Implicit Type (x:X).
Fixpoint In x l : Prop := (*** In ***)
match l with
| nil => False
| (x'::l') => x' = x \/ In x l'
end.
Hypothesis in_split : forall x l, In x l -> exists l1 l2, l = l1 ++ x :: l2.
Hypothesis in_app: forall x l1 l2, In x (l1++l2) <-> In x l1 \/ In x l2.
Inductive repeats : list X -> Prop := (*** repeats ***)
repeats_hd l x : In x l -> repeats (x::l)
| repeats_tl l x : repeats l -> repeats (x::l).
Theorem pigeonhole_principle_NO_EM: (*** pigeonhole ***)
forall l1 l2,
length l2 < length l1 -> (* There are more pigeons than nests *)
(forall x, In x l1 -> In x l2) -> (* All pigeons are in some nest *)
repeats l1. (* Thus, some pigeons share nest *)
Proof.
(* ??? *)
I'll describe the thought process that led me to a solution, in case it helps.
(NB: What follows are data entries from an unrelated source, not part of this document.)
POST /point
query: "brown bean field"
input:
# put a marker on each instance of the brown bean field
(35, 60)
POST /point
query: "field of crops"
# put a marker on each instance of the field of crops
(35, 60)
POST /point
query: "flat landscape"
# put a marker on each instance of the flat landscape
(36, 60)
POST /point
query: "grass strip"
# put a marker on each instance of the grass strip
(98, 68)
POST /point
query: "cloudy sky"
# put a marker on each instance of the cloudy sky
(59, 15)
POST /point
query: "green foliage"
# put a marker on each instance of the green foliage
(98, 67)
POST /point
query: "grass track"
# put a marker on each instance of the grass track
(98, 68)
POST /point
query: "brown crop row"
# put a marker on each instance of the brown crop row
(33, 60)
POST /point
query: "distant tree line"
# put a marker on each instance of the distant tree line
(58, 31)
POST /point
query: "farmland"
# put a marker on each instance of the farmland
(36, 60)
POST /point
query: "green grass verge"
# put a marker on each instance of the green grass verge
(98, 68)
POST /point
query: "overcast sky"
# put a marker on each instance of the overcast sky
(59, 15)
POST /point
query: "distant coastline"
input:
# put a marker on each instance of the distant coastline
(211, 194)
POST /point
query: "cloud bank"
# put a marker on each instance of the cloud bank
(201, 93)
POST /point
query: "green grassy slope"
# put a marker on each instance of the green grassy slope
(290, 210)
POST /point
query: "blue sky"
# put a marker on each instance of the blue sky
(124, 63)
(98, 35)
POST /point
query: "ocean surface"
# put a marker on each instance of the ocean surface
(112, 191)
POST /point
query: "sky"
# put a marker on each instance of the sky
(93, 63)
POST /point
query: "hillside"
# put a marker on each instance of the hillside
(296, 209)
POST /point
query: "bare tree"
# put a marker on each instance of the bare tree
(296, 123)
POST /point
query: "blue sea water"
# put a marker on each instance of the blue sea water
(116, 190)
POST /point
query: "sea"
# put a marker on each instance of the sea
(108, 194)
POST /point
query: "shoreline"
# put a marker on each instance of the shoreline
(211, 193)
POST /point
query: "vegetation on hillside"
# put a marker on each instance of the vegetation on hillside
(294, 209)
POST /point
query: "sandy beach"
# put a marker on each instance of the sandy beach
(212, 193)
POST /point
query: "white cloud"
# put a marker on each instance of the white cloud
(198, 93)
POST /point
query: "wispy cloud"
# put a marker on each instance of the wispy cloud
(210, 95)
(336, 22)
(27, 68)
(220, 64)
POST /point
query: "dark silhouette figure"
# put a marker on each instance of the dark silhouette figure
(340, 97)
We may apply induction and it is straightforward to reduce to the case l1 = a::l1', l2 = a::l2'. Now l1' is a subset of a::l2'. My EM-trained intuition is that one of the following holds:
a is in l1'.
a is not in l1'.
In the latter case, each element of l1' is in a::l2' but differs from a, and therefore must be in l2'. Thus l1' is a subset of l2', and we can apply the inductive hypothesis.
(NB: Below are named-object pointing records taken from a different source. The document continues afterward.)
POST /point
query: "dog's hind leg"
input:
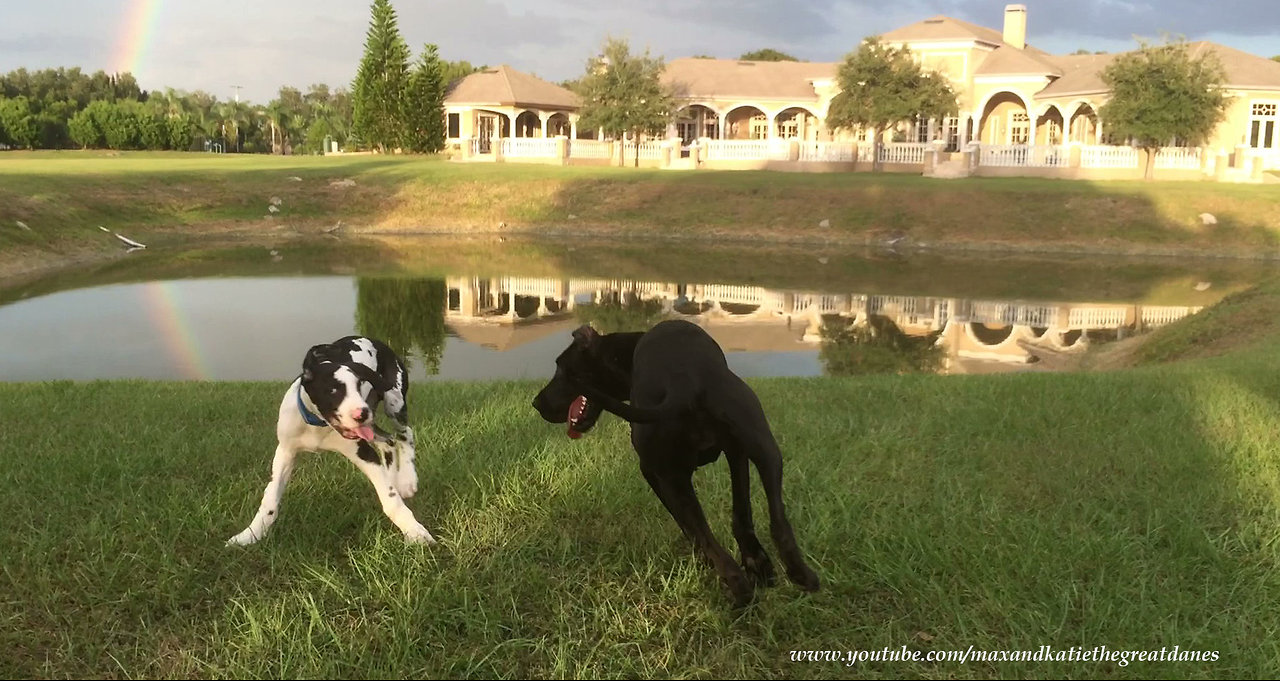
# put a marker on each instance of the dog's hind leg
(755, 561)
(282, 469)
(661, 492)
(768, 462)
(680, 489)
Unfortunately if In is not decidable, the above can't be directly formalized. In particular if equality is not decidable for the given type, it's difficult to prove elements are unequal, and therefore difficult to prove a negative statement like ~(In a l1'). However, we wanted to use that negative statement to prove a positive one, namely
forall x, In x l1' -> In x l2'
By analogy, suppose we wanted to prove
P \/ Q
Q -> R
------
P \/ R
The above intuitive argument is like starting from P \/ ~P, and using ~P -> Q -> R in the second case. We can use a direct proof to avoid EM.
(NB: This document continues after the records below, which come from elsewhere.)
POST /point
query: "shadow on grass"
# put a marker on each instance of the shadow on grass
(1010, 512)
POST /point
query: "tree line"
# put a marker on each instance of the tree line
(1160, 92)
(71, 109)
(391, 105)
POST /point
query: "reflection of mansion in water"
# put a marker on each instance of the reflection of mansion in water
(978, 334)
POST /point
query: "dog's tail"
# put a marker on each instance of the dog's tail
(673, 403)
Quantifying over the list l1' makes this a bit more complicated, but still we can construct a direct proof using the following lemma, which can be proven by induction.
Lemma split_or {X} (l : list X) (P Q : X -> Prop) :
(forall x, In x l -> (P x \/ Q x)) ->
(exists x, In x l /\ P x) \/ (forall x, In x l -> Q x).
Finally note that the intuitive pigeonhole principle could also be formalized as the following way, which cannot be proven when the type has undecidable equality (note that it has a negative statement in the conclusion):
Definition pigeon2 {X} : Prop := forall (l1 l2 : list X),
length l2 < length l1 ->
(exists x, In x l1 /\ ~(In x l2)) \/ repeats l1.
A possible constructive proof goes like this:
We prove pigeonhole_principle_NO_EM by induction on l1. Only the non-empty case is possible because of the length constraint. So, assume l1 = x :: l1'. Now, check whether there is some element of l1' which is mapped by f : (forall x, In x l1 -> In x l2) to the same membership proof as x. If there is such an x' element, then it follows that x = x', therefore l1 repeats. If there is no such element, then we can get l2' by removing the element that x is mapped to from l2, and apply the induction hypothesis to l2' and the appropriate f' : forall x, In x l1' -> In x l2' function.
That's it, but I note that actually formalizing this proof is not easy with the definitions given, because we need to prove heterogeneous or dependent equalities, since we have to compare membership proofs for possibly different elements.
As to the question of getting the hang of constructive proofs in general, an important skill or habit is always examining what kind of data we have, not just what kind of logical facts we know. In this case, membership proofs are actually indices pointing into lists, bundled together with proofs that the pointed-to elements equal certain values. If membership proofs didn't tell where exactly elements are located then this proof would not be possible constructively.